The production of Hydrogen energy through the splitting of water is a promising pathway for clean environment and sustainability. Herein we have synthesized a series of ZnFe2O4 (ZFO)@Reduced Graphene Oxide (RGO) nanocomposites by hydrothermal followed by calcination method and studied its application towards hydrogen energy production and ciprofloxacin degradation. Powder X-ray diffraction (XRD) study and X-ray photoelectron spectroscopy (XPS) analysis indicate the good crystallinity and suitable chemical environment for the photocatalytic process.
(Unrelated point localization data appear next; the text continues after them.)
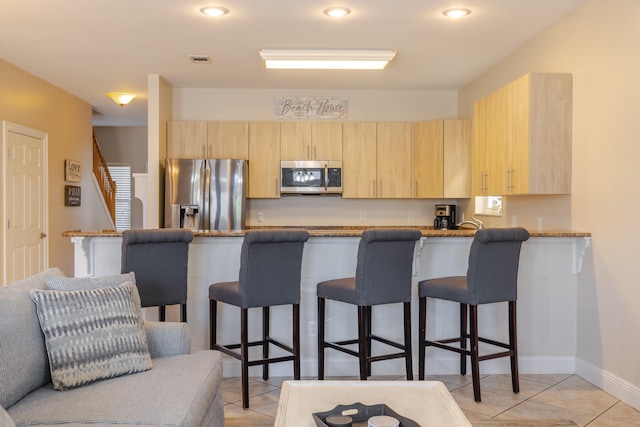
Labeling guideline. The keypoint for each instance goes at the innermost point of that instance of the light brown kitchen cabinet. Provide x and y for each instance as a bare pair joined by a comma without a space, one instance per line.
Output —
441,159
359,160
311,140
394,160
264,160
427,142
186,139
457,159
523,137
228,140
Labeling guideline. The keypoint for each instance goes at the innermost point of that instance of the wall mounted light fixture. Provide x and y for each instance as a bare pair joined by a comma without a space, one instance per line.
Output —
121,98
362,59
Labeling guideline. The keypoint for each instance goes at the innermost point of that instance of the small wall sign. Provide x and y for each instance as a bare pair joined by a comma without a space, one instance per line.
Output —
72,171
312,108
72,196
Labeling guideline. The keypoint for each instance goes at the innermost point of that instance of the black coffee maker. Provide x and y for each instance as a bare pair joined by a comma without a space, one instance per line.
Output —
445,217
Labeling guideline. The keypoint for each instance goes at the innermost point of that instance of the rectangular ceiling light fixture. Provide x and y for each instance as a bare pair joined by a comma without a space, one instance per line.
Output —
310,59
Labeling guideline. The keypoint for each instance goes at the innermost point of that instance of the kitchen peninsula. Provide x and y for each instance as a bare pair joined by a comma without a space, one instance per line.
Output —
550,265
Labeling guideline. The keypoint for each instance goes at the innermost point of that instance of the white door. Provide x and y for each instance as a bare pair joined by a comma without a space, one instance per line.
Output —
25,202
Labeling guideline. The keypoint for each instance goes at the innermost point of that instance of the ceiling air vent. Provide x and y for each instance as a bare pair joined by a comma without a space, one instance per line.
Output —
200,59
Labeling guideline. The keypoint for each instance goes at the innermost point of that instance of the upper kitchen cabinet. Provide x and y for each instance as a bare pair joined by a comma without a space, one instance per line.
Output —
441,159
394,160
186,139
264,160
427,159
212,140
523,137
457,159
228,140
311,140
359,160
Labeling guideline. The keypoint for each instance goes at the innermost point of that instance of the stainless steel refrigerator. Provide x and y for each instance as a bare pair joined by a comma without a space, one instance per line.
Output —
205,194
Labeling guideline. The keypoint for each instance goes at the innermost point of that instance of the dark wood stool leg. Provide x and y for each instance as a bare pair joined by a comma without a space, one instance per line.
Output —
244,356
513,344
368,326
362,341
321,304
407,340
422,326
213,323
296,341
475,363
265,342
463,338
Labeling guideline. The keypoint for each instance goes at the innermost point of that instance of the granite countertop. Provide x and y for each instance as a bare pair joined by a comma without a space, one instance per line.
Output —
338,231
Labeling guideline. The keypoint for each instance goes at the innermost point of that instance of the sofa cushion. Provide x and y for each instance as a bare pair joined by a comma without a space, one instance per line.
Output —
91,334
24,365
59,283
178,391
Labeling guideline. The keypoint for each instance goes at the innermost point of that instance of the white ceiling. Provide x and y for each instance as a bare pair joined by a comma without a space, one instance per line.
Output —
91,47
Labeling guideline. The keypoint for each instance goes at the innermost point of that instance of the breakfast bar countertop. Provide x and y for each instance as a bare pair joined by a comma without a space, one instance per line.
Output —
338,231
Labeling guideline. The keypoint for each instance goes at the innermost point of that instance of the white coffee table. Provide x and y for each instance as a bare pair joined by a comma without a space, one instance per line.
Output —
428,403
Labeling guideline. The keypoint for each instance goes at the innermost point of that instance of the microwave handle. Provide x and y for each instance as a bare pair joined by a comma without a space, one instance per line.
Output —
326,177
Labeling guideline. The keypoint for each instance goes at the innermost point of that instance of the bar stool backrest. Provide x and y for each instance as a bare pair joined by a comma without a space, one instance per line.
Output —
270,267
492,275
159,259
384,266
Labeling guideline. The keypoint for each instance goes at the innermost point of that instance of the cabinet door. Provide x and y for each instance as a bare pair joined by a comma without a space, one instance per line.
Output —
295,140
427,159
228,140
499,148
359,160
326,141
186,139
480,147
517,168
264,160
394,160
457,159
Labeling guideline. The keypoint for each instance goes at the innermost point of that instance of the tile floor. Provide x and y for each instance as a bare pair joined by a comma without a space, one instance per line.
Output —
540,397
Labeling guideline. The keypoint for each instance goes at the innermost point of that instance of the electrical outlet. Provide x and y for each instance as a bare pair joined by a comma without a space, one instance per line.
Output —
312,328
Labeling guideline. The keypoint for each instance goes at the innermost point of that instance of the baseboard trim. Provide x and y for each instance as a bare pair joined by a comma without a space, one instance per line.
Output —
615,386
435,366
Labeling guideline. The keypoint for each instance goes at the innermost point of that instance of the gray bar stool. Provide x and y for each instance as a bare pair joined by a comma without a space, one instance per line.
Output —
383,276
270,270
159,258
492,277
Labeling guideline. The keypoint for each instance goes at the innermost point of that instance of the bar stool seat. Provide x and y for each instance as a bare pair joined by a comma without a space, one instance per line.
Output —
270,270
159,259
383,276
492,277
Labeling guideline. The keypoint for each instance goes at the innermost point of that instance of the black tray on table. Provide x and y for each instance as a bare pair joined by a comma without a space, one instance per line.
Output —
361,415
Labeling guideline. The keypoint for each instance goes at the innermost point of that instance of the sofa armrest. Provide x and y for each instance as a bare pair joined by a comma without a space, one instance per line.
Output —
167,338
5,419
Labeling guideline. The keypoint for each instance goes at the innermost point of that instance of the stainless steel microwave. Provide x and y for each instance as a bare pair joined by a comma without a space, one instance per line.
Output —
311,177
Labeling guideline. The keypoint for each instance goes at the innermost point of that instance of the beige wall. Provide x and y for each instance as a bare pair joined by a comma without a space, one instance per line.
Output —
31,102
599,45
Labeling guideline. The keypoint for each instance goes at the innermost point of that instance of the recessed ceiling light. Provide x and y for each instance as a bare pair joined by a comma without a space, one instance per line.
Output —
456,13
316,59
214,10
337,12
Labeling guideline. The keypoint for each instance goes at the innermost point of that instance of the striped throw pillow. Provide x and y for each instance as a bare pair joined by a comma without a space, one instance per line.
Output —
91,335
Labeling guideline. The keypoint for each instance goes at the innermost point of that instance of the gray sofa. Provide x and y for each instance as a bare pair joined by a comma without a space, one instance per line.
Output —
180,389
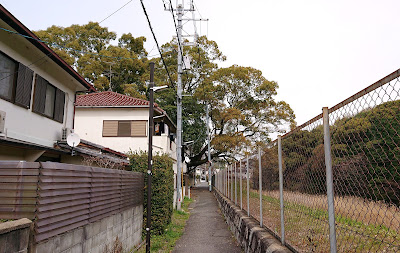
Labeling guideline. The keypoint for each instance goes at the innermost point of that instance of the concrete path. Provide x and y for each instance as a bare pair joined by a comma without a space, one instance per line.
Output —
206,230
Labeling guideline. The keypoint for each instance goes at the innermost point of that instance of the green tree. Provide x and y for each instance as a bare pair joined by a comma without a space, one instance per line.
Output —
87,48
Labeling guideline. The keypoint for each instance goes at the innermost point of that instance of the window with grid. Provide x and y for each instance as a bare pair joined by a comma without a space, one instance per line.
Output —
15,81
48,100
124,128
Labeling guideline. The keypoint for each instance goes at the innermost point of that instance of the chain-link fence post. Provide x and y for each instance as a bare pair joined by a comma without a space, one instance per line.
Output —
281,189
240,183
226,180
260,183
329,180
227,185
235,185
232,189
248,185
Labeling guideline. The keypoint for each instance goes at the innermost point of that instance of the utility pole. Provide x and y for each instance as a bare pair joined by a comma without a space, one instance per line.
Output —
150,157
180,13
152,89
179,113
209,149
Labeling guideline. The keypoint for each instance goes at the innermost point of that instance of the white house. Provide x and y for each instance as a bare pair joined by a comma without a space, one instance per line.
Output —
121,123
37,95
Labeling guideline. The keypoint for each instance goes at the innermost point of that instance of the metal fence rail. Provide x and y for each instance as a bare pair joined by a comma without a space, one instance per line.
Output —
61,197
333,183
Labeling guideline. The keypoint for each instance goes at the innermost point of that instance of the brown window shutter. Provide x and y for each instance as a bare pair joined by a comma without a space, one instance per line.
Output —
110,128
124,128
24,86
39,98
59,106
138,128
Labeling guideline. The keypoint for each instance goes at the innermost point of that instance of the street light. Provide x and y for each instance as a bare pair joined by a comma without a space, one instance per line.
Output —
150,152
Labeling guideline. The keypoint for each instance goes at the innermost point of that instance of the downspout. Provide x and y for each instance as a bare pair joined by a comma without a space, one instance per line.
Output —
76,92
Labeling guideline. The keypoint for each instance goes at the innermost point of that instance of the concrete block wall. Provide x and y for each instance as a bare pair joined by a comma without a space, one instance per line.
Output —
99,235
14,236
247,230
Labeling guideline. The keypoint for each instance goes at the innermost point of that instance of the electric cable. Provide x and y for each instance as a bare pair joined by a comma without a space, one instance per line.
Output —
155,39
176,30
68,48
115,11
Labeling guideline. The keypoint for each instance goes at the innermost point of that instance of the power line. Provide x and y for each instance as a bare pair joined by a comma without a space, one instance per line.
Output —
33,63
176,30
155,39
115,11
68,48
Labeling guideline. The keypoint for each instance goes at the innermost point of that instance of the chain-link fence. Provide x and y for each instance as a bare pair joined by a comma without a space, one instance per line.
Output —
332,183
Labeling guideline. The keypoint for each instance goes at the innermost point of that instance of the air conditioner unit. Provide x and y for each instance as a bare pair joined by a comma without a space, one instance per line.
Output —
2,123
65,132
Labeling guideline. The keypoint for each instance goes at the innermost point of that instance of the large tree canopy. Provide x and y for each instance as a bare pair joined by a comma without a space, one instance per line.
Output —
241,100
89,50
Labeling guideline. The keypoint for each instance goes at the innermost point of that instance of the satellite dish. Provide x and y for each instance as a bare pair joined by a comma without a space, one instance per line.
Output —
73,140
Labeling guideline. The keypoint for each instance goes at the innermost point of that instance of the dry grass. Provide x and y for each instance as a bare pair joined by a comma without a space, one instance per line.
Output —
365,211
361,225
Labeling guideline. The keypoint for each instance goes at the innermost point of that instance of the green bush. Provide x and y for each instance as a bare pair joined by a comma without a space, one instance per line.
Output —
162,189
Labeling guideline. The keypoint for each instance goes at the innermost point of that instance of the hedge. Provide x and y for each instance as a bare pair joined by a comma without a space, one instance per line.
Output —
162,189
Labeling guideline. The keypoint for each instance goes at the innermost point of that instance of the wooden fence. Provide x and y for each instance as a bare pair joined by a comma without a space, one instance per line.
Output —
60,197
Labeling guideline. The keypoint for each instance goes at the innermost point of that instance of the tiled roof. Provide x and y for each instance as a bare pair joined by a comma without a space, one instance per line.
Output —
111,99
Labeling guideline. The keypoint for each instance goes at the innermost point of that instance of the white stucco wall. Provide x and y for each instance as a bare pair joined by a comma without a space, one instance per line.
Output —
89,126
21,123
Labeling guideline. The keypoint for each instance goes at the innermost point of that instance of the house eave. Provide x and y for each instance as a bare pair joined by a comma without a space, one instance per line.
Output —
7,17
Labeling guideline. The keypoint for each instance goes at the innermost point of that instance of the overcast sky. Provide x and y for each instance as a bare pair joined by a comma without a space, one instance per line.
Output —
320,52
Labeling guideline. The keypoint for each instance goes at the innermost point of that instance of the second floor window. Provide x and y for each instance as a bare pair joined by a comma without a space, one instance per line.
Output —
124,128
15,81
48,100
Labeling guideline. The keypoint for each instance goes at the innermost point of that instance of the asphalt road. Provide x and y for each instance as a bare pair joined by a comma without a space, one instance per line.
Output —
206,230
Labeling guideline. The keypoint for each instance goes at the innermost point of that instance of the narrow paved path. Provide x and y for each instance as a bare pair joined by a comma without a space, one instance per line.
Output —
206,230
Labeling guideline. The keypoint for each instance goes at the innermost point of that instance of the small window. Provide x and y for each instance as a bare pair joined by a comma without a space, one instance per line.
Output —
15,81
8,69
124,128
48,100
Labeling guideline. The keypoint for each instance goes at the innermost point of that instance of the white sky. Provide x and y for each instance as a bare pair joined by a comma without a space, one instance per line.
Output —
320,52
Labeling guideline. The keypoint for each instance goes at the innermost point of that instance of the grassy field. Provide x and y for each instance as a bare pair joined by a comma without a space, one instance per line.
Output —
361,225
166,242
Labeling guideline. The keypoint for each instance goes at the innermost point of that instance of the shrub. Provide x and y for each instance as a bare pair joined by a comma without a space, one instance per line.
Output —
162,189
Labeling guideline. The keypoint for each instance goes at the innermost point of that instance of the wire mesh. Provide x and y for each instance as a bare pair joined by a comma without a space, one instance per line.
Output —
365,152
366,168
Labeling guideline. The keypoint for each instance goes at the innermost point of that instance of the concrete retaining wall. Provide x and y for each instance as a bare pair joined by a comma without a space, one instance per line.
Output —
247,230
14,236
98,236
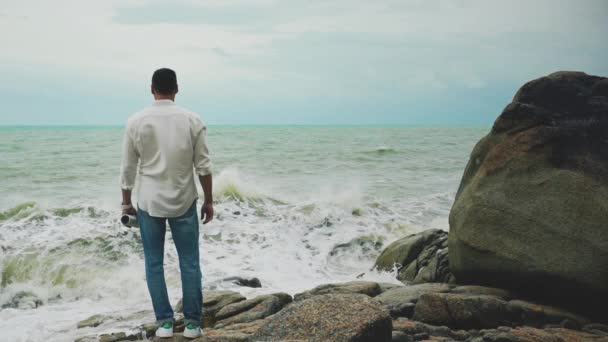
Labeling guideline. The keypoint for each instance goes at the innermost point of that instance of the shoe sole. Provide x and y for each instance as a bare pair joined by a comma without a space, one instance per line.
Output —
186,335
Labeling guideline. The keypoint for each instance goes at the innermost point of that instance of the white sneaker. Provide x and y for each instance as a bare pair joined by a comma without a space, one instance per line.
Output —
192,331
165,330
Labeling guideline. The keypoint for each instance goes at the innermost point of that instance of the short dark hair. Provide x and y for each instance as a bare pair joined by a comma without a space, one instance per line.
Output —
164,81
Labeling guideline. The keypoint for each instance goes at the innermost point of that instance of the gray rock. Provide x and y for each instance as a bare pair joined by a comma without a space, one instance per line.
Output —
399,336
239,332
387,286
400,300
419,258
483,290
530,212
213,301
333,317
251,310
368,288
531,334
463,311
247,282
23,300
468,311
92,321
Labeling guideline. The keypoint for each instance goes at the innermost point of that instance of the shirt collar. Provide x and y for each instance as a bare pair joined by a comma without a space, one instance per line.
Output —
162,102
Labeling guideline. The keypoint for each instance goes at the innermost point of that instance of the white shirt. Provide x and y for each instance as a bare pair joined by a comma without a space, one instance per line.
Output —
170,143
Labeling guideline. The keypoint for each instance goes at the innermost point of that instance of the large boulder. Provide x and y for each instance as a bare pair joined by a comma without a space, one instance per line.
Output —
369,288
531,212
419,258
251,309
332,317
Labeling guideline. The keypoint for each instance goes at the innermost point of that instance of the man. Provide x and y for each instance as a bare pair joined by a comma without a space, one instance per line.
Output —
170,144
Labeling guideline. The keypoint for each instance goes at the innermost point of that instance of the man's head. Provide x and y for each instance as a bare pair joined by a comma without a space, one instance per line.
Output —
164,84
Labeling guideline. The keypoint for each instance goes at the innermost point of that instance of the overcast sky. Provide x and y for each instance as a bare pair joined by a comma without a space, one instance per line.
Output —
422,62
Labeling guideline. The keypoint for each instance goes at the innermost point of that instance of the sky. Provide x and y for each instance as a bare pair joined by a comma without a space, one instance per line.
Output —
271,62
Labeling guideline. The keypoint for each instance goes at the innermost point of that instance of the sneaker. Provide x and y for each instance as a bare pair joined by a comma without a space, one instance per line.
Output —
165,330
192,331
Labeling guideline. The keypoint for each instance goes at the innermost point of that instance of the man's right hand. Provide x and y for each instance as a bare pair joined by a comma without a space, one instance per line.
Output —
207,212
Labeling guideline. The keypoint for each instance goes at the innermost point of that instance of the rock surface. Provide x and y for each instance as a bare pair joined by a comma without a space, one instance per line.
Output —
531,210
251,309
368,288
214,301
335,317
419,258
467,311
400,301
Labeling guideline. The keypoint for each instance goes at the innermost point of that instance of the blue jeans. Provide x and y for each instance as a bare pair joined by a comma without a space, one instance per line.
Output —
184,230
Among all the samples, ZFO@3%RGO showed 73.4% of CIP degradation under solar irradiation of 1 h, which is 1.67 times higher than that of pure ZFO nanoparticles. CIP degradation process follows first order kinetics with a good rate constant of 0.021 min-1 which is 2.3 times greater than ZFO. The photocatalyst ZFO@3%RGO illustrated maximum H2 energy production i.e. 410.32 μmol/h, which is 1.35 times more than that of neat ZFO nanoparticles. ZFO@3%RGO demonstrates the highest photocurrent density of 0.6 mA/cm2 under light illuminations, which is 250 times superior to that of the pristine photocatalyst. Bode phase analysis confirmed that ZFO@RGO shows 13 times higher charge separation efficiency in comparison to neat ZFO. The best photocatalytic activity of ZFO@3%RGO nanocomposite is due to its high light absorption capacity, low photogenerated exciton recombination, high electron-hole separation, and high photocurrent density.